顔だけは良い妹が何故かバーチャルアイドルをやっているらしい 作:hikari kawa
突っ伏した床板の冷たさを頬に感じる。
「はい、経口補水液飲んでください。首と腋と、太ももは冷凍したペットボトルで冷やしますからね。あーあ、鼻血まで出しちゃって。お風呂に水張ってますから、落ち着いたら入って下さい」
出かけたはずのアンジェの声がして、身体のあちこちが急に冷えていき……。手渡された妙に美味しく感じる飲み物をごくごくと飲む。
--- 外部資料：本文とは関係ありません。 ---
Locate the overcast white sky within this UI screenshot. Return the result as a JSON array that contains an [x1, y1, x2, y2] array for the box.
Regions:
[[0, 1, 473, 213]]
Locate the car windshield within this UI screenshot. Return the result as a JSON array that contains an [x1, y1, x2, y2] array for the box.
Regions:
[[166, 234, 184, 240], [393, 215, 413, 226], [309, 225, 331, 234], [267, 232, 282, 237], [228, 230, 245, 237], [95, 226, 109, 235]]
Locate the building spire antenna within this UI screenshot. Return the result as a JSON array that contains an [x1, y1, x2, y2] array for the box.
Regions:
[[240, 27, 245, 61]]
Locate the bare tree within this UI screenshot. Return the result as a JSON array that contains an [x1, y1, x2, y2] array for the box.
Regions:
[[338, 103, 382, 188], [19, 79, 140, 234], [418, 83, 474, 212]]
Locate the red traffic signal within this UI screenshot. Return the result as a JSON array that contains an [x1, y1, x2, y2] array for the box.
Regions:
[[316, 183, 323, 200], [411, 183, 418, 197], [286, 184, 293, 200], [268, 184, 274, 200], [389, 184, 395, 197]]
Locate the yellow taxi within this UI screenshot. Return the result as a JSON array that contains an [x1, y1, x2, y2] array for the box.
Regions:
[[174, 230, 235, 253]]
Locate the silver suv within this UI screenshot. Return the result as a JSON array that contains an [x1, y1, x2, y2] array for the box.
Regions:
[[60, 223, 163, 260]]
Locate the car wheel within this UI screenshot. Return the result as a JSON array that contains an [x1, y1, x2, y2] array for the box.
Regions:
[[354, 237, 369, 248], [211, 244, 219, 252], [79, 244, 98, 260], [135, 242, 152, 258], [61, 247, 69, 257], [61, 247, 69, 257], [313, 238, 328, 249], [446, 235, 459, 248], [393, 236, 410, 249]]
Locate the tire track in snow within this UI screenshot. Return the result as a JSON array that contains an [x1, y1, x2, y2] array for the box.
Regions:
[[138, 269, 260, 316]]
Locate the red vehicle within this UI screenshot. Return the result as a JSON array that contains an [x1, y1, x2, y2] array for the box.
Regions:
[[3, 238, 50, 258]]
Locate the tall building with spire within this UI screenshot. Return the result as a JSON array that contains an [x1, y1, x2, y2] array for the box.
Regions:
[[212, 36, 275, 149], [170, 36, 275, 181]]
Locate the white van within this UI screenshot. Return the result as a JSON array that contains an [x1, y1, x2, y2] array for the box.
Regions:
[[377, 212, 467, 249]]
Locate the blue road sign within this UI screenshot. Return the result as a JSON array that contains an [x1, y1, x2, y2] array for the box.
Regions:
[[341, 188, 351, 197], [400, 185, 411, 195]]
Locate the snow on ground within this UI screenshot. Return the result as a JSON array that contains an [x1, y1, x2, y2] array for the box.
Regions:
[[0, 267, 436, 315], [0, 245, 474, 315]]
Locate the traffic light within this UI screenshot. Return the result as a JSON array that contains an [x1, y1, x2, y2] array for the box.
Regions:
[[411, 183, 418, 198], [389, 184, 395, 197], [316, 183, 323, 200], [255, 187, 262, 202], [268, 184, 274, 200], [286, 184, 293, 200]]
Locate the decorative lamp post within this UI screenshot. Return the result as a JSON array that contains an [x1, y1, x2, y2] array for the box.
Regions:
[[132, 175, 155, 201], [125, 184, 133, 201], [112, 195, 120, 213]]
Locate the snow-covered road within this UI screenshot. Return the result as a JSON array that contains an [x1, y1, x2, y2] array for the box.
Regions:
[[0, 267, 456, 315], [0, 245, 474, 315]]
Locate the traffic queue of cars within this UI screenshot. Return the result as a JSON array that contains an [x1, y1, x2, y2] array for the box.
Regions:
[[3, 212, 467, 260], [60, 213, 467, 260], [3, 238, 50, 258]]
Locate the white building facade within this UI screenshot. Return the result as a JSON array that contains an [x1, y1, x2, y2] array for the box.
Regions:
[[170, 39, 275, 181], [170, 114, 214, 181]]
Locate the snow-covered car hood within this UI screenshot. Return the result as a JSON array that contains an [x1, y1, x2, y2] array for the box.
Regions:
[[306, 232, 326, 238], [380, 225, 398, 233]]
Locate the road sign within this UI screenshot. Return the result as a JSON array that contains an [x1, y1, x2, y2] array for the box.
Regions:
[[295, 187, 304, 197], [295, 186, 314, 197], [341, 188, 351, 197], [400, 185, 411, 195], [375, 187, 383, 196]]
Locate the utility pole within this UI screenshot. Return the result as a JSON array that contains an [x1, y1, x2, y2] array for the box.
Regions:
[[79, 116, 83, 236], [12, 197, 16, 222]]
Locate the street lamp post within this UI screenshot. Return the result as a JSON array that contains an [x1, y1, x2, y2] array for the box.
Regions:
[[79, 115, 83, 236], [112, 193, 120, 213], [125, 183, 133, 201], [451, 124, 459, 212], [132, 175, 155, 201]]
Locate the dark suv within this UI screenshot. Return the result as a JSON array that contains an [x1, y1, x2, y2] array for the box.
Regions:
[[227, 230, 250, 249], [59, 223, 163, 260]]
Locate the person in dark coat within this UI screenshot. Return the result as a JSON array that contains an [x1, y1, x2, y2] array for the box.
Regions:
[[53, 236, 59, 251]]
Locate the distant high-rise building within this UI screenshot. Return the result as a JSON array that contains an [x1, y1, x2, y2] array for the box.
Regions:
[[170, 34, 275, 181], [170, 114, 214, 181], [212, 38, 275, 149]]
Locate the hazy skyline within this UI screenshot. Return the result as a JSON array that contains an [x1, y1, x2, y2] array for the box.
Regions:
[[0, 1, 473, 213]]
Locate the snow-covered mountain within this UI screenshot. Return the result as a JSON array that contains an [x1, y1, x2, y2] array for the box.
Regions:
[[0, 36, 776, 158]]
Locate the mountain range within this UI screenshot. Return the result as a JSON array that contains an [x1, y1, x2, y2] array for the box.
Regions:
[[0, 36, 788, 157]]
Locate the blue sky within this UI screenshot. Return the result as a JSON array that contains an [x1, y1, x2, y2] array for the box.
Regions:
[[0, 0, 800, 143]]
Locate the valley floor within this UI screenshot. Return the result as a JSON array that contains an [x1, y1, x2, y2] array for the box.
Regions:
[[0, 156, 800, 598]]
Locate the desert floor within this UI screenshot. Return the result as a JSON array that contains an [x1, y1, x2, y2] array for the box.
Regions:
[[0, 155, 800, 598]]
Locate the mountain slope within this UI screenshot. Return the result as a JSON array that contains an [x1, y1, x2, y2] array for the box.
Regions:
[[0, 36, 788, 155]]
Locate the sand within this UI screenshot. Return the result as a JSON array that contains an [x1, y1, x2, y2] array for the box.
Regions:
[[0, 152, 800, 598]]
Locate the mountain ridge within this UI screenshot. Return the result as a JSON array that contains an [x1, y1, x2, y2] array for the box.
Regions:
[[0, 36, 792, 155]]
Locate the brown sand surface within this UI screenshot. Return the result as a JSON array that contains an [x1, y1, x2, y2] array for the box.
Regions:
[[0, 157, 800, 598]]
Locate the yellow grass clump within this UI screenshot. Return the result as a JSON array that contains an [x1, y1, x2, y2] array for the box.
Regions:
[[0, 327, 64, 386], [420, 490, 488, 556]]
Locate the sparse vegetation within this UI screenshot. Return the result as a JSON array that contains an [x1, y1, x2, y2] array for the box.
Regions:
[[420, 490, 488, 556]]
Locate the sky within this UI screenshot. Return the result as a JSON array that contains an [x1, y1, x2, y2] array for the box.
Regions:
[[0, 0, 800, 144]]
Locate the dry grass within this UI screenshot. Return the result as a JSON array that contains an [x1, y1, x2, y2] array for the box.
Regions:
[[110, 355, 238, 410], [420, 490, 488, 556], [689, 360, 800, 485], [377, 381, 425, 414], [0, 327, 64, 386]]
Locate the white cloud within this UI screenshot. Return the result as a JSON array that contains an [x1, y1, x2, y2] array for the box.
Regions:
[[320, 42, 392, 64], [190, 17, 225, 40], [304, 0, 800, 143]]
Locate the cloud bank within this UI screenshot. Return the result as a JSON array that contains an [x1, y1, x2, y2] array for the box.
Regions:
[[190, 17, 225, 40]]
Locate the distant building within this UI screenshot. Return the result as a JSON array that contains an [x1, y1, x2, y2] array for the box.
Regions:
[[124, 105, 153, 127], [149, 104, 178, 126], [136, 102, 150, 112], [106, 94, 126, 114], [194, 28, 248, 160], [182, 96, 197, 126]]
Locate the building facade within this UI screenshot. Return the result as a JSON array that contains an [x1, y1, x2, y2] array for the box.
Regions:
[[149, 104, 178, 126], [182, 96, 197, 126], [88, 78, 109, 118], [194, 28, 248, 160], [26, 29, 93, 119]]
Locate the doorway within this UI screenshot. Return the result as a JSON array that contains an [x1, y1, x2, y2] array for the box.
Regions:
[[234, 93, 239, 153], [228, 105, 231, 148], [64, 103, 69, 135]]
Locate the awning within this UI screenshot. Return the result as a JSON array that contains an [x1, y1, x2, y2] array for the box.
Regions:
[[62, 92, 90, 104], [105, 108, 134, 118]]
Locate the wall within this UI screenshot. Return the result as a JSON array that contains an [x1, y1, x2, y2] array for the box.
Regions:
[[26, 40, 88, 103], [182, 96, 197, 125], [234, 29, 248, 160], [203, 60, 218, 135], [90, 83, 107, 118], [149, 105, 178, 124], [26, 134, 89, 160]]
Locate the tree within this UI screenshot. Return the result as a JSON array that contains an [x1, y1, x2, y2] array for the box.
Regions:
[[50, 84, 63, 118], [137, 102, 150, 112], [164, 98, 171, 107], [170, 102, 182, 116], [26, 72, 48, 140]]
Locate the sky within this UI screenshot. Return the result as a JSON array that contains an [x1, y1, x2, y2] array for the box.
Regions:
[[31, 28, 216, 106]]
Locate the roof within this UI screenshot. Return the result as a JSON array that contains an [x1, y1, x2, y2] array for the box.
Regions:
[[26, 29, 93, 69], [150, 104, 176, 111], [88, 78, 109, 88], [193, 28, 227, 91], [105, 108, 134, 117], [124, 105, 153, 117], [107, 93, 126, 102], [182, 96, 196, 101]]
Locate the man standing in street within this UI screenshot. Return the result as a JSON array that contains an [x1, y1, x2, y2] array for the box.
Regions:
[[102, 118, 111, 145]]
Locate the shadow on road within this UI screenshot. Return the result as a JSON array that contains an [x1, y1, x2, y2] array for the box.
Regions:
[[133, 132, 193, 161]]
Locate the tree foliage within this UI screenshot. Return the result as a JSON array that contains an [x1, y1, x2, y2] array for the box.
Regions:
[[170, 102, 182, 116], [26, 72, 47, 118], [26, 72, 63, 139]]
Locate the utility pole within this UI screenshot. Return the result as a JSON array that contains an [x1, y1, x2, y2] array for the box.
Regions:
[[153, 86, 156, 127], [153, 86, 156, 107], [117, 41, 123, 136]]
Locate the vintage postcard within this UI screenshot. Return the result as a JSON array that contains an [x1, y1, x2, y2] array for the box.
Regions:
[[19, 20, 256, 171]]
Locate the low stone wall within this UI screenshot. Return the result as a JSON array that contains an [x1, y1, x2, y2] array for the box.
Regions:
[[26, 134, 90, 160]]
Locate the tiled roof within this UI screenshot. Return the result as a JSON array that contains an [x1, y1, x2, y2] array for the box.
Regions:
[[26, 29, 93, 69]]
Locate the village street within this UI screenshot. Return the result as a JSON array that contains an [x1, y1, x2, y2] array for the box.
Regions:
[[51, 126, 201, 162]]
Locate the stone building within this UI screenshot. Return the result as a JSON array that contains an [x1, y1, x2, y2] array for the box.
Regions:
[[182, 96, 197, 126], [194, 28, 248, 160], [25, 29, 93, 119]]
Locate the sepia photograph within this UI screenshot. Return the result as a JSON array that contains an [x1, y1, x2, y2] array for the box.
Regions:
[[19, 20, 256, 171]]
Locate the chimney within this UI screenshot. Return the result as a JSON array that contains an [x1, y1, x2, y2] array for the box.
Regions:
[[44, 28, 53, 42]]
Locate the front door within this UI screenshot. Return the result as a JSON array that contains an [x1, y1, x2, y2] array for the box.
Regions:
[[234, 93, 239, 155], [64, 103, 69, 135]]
「今までサボって生きて来たから、やりたいことが出来てもどのくらい頑張ればいいか判断出来ないとみました」
「そう、かも」
「うちで死んだら土葬ですからね。骨壺には入れませんよ?」
「ふ、ふふっ」
「改宗は私の方でやっておきますので。ンニャホトピ教の教義に則って埋葬してあげます」
「……知らない宗教で葬られちゃう」
「それがイヤなら、自分の面倒は自分で見てください。優しいシスターアンジェさんはお陰様で色々と忙しいんですから」
だんだんと意識が浮上してきた。ぼんやりとした景色が徐々に輪郭を得ていく。
学校の夏服を着たアンジェは空になったバケツを持って僕を見下ろしており、呆れた表情を浮かべている。
「なんで、こんな、準備」
「私の授業の十倍集中していたので、どーせ休憩もしないんだろうなと予測しました。私があれこれ言ってたのも聞こえてなかったんでしょ。なんだかイヤな予感がして急いで帰って来たんですからね」
「おかげで助かった。ありがと、命の恩人」
そう言うとアンジェは表情を和らげた。
怠い身体を起こすのに失敗し、身体を横にして経口補水液をあっという間に飲み干す。
「代わりと言うのもなんですが、もし私に何かあったら礼さんが各種手続きよろしくお願いしますね」
「……とりあえず日記帳は、秘密裏に処分するよ」
「よろしくお願いします。それと今のノートパソコンはキリエに借りているのですがサブスクは解約してから返却してください。Tアニメストアとプールーと、あと話題の大将軍見たくて新しく加入したものが」
「……またサブスク加入したの?」
「毎月五百円で無数の映像作品を見れるだなんてお得過ぎるじゃないですか。私、映画館には一生行かないと思います」
このシスター、基本的に真面目で倹約家ではあるものの『見放題』とか『選び放題』とか『詰め放題』みたいなのが好きでその結果『なんだか逆に損してるな……』みたいな事をちょくちょくする。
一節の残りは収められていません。